A pesar de las denuncias cada vez más abundantes de instituciones oficiales y entidades de defensa de los derechos de los derechos de las mujeres, y de las insistentes recomendaciones y protocolos de buenas prácticas al respecto, se siguen promoviendo modelos estereotipados y discriminatorios a través de los diferentes medios de comunicación. Y, particularmente, la permanencia de un tratamiento denigrante y vejatorio hacia la imagen de las mujeres se aprecia aún y de manera muy evidente en la publicidad. A pesar de que se ha experimentado una cierta evolución en este campo, el mensaje transmitido continua reflejando una discriminación importante, aunque haya variado en su forma de presentación para adaptarse al cambio social. De la evidente discriminación y agresividad mostrada por los mensajes publicitarios tradicionales se está evolucionando hacia una publicidad mucho más sibilina que bajo la apariencia de equidad trata de vender al público una imagen irreal de las mujeres.

Desde un punto de vista legal, el artículo 3 de la Ley General de Publicidad establece como publicidad ilícita aquella “que atente contra la dignidad de la persona o vulnere los valores y derechos reconocidos en la Constitución, especialmente a los que se refieren sus artículos 18 y 20, apartado 4. Se entenderán incluidos en la previsión anterior los anuncios que presenten a las mujeres de forma vejatoria, bien utilizando particular y directamente su cuerpo o partes del mismo como mero objeto desvinculado del producto que se pretende promocionar, bien su imagen asociada a comportamientos estereotipados que vulneren los fundamentos de nuestro ordenamiento coadyuvando a generar la violencia a que se refiere la Ley Orgánica de medidas de protección integral contra la violencia de género”.

En función de estos criterios podemos establecer unos componentes fundamentales de publicidad sexista:

1.   La utilización del cuerpo de la mujer completo o fragmentado, desnudo o semidesnudo, como objeto de deseo, como reclamo publicitario o medio de atracción y como objeto de deseo a disponibilidad del varón.

2.   La completa desvinculación del cuerpo y la imagen de las mujeres con respecto al objeto publicitario, al producto o servicio promocionado.

3.   La cosificación de la mujer y la priorización de su apariencia física frente a sus cualidades intelectuales. La publicidad tiende a presentar la belleza femenina como sinónimo de éxito.

4.   El establecimiento de unos cánones de belleza femenina prácticamente inalcanzables a través de los cuales el cuerpo de las mujeres es sometido a una férrea presión para corregir sus imperfecciones por medio de productos que ejercen dominación y control sobre el mismo.

5.   La presentación de las mujeres como personas dependientes desde el punto de vista económico y en cuanto al acceso al poder.
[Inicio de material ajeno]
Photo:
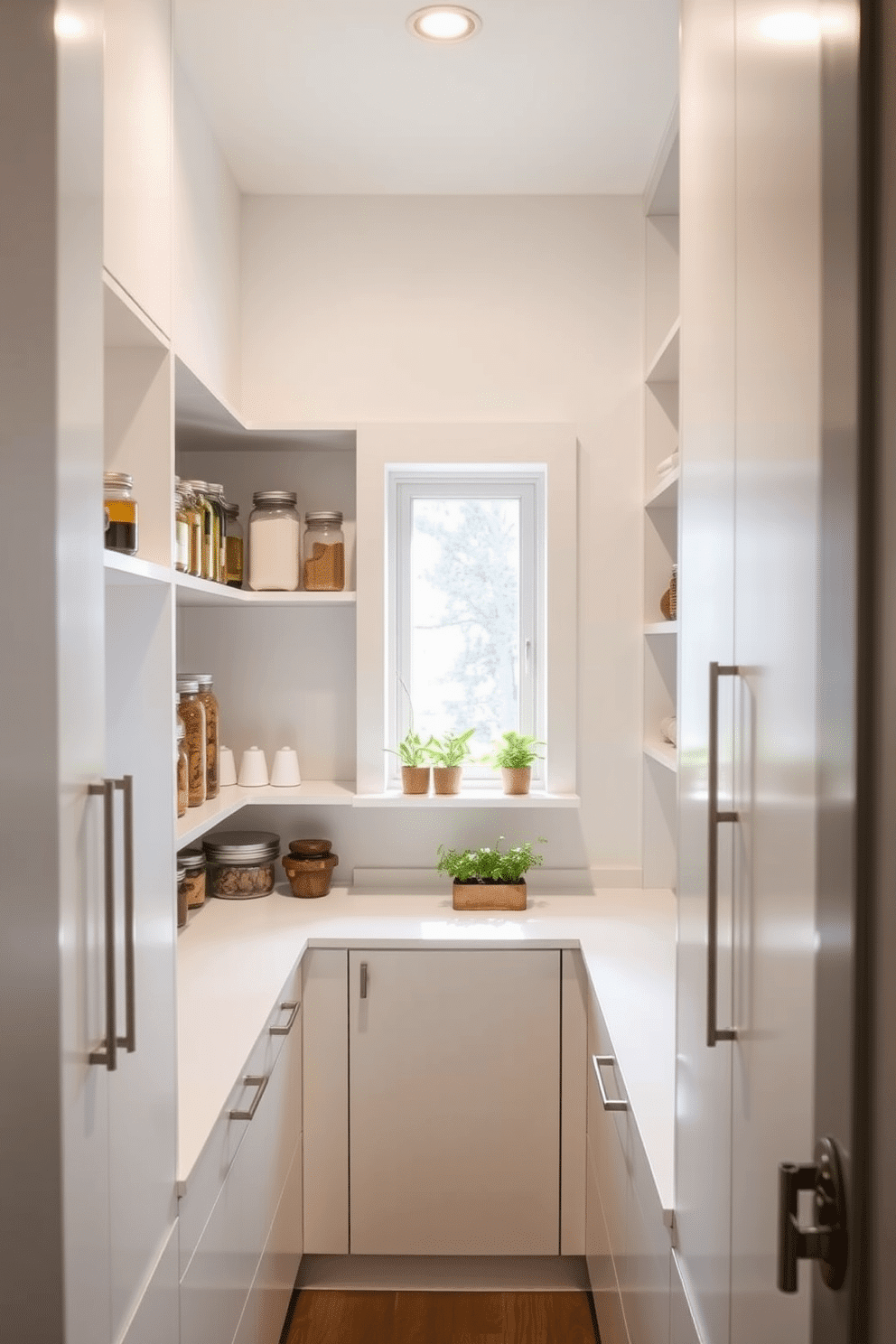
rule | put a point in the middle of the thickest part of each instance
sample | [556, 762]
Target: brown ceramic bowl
[309, 876]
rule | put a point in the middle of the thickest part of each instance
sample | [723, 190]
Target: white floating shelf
[664, 367]
[466, 798]
[192, 592]
[124, 570]
[324, 793]
[665, 492]
[664, 754]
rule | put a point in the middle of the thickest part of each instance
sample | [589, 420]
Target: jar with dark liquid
[121, 512]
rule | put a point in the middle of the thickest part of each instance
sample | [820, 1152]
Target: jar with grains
[193, 864]
[182, 532]
[183, 770]
[240, 863]
[324, 553]
[182, 898]
[234, 546]
[121, 512]
[273, 542]
[212, 732]
[192, 713]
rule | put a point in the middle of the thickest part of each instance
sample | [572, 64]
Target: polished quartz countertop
[236, 956]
Las decisiones importantes son reflejadas como privativas del hombre.

6.   La asociación de la imagen femenina con la ética del cuidado y de la masculina con el éxito socioprofesional y la autoridad.
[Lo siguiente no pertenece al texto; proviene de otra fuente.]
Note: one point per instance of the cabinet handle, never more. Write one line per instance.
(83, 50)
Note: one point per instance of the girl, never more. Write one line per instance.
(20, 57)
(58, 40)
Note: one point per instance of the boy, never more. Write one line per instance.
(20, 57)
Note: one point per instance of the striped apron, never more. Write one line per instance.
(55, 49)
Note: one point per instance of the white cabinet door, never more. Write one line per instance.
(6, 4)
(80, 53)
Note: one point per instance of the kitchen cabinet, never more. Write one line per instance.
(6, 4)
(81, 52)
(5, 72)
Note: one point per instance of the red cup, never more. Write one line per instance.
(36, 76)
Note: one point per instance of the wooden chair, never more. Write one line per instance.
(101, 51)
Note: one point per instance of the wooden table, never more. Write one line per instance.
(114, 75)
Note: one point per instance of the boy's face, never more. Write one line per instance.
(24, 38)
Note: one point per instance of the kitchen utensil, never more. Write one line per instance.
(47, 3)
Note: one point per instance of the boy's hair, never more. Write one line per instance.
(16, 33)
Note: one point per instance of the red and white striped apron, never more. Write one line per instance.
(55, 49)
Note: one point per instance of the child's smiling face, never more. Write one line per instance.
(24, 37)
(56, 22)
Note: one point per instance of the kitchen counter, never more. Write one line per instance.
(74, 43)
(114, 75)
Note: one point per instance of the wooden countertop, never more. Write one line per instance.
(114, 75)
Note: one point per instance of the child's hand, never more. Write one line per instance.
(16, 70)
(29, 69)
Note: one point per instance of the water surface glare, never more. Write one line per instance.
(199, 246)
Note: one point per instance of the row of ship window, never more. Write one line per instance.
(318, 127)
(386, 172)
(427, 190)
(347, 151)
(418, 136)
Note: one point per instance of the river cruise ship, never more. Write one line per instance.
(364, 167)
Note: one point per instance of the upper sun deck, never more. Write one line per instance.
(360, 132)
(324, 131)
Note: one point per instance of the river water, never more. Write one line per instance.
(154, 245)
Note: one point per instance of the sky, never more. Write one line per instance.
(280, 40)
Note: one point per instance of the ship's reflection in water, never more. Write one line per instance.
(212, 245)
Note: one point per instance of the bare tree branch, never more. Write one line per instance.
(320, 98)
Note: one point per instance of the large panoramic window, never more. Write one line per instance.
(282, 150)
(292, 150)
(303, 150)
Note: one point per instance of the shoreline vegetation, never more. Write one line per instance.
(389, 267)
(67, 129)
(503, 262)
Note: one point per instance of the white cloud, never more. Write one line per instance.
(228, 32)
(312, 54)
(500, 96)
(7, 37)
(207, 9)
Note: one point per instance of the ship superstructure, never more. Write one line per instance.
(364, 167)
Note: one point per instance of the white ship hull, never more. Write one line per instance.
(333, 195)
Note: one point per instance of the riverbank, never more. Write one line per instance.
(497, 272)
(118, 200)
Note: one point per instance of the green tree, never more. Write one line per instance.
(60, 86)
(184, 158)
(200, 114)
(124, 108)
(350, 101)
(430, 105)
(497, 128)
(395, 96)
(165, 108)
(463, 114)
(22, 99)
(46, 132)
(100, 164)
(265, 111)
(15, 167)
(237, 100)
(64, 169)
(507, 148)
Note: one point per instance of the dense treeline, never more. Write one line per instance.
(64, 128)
7.   La transmisión de modelos estereotipados de división sexual del trabajo, de tal manera que las mujeres continúan apareciendo asociadas a profesiones de menor relevancia social que los hombres.

8.   El empleo de imágenes masculinas asociadas a determinados ámbitos de poder económico, político o social donde las mujeres han estado o permanecen subrepresentadas.
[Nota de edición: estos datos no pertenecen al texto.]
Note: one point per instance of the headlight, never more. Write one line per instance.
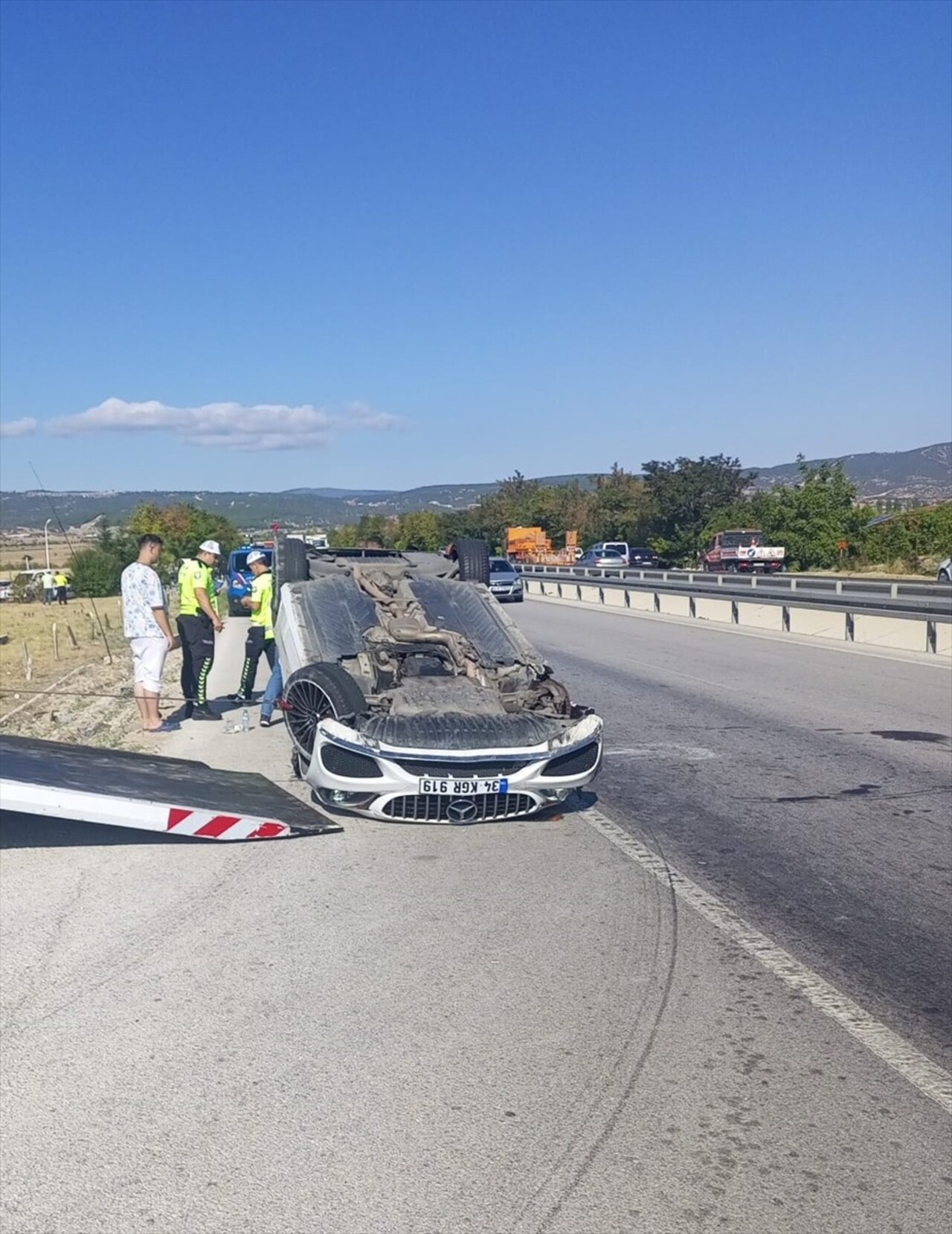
(338, 732)
(584, 730)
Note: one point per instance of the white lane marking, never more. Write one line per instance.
(927, 1076)
(669, 751)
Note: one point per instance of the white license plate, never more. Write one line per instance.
(463, 788)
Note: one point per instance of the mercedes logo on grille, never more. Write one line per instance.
(461, 811)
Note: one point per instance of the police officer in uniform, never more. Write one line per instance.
(260, 629)
(199, 622)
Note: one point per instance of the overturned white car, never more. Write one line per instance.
(411, 695)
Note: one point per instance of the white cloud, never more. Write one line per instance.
(18, 427)
(226, 425)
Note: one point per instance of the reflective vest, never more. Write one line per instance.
(262, 594)
(191, 575)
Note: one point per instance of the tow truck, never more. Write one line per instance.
(742, 550)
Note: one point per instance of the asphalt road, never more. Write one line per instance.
(513, 1028)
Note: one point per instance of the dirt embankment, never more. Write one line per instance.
(65, 675)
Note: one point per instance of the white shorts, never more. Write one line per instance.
(148, 661)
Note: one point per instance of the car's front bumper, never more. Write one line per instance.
(507, 591)
(537, 777)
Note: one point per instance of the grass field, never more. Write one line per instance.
(79, 687)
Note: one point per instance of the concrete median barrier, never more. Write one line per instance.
(905, 636)
(760, 616)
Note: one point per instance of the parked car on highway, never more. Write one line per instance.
(506, 582)
(602, 557)
(239, 578)
(643, 558)
(620, 547)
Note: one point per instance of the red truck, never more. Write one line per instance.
(742, 550)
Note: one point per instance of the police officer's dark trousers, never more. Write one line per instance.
(198, 653)
(254, 647)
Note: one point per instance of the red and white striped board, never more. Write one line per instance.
(149, 816)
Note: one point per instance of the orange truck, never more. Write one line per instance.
(530, 546)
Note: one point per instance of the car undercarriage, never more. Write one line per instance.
(411, 695)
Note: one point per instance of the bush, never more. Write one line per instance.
(95, 571)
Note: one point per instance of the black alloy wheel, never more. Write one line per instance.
(316, 692)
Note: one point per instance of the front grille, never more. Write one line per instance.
(460, 769)
(432, 809)
(339, 760)
(575, 762)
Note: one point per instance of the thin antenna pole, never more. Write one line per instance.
(71, 553)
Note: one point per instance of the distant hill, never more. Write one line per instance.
(924, 474)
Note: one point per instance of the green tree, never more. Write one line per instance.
(95, 571)
(914, 539)
(183, 527)
(419, 530)
(618, 509)
(811, 520)
(686, 494)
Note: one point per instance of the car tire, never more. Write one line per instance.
(472, 558)
(315, 692)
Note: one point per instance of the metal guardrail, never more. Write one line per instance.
(886, 597)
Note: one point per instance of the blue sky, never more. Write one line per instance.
(385, 245)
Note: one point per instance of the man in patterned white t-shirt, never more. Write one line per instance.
(146, 625)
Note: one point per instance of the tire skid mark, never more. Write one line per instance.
(538, 1213)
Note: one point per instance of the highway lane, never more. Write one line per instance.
(808, 786)
(883, 597)
(411, 1029)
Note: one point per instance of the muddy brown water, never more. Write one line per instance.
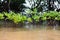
(23, 34)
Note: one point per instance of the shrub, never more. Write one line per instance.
(1, 16)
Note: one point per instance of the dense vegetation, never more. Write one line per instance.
(34, 18)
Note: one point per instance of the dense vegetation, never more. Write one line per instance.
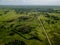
(22, 26)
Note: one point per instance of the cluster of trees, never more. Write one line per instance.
(16, 42)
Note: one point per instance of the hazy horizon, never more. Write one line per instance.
(31, 2)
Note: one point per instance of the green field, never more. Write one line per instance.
(21, 25)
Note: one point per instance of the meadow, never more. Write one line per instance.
(28, 25)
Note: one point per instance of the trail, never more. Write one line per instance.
(41, 23)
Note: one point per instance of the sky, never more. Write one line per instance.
(30, 2)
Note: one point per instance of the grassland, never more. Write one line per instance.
(22, 26)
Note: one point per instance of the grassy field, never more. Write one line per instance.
(22, 26)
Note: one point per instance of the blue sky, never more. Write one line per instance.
(29, 2)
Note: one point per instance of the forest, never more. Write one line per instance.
(29, 25)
9.   La transmisión de estereotipos de género en cuanto a los roles asignados por la publicidad a hombres y mujeres, opuestos a la idea de corresponsabilidad en la pareja y potenciadores de una socialización diferenciada para niños y niñas.

10.  El empleo de un lenguaje sexista en el discurso publicitario que por regla general invisibiliza a las mujeres bajo un genérico masculino o suele dirigirse a las mujeres aún a pesar de que el público destinatario del mensaje publicitario o del producto mismo sea mixto (hombres y mujeres).

11. La negación de los deseos femeninos o su ocultación bajo la normalización de su entrega a los demás.

12. La presentación de las mujeres como seres emocionales e incapaces de controlar sus impulsos

y el refuerzo de situaciones de control y dominación por parte de los hombres que pueden desencadenar situaciones de violencia.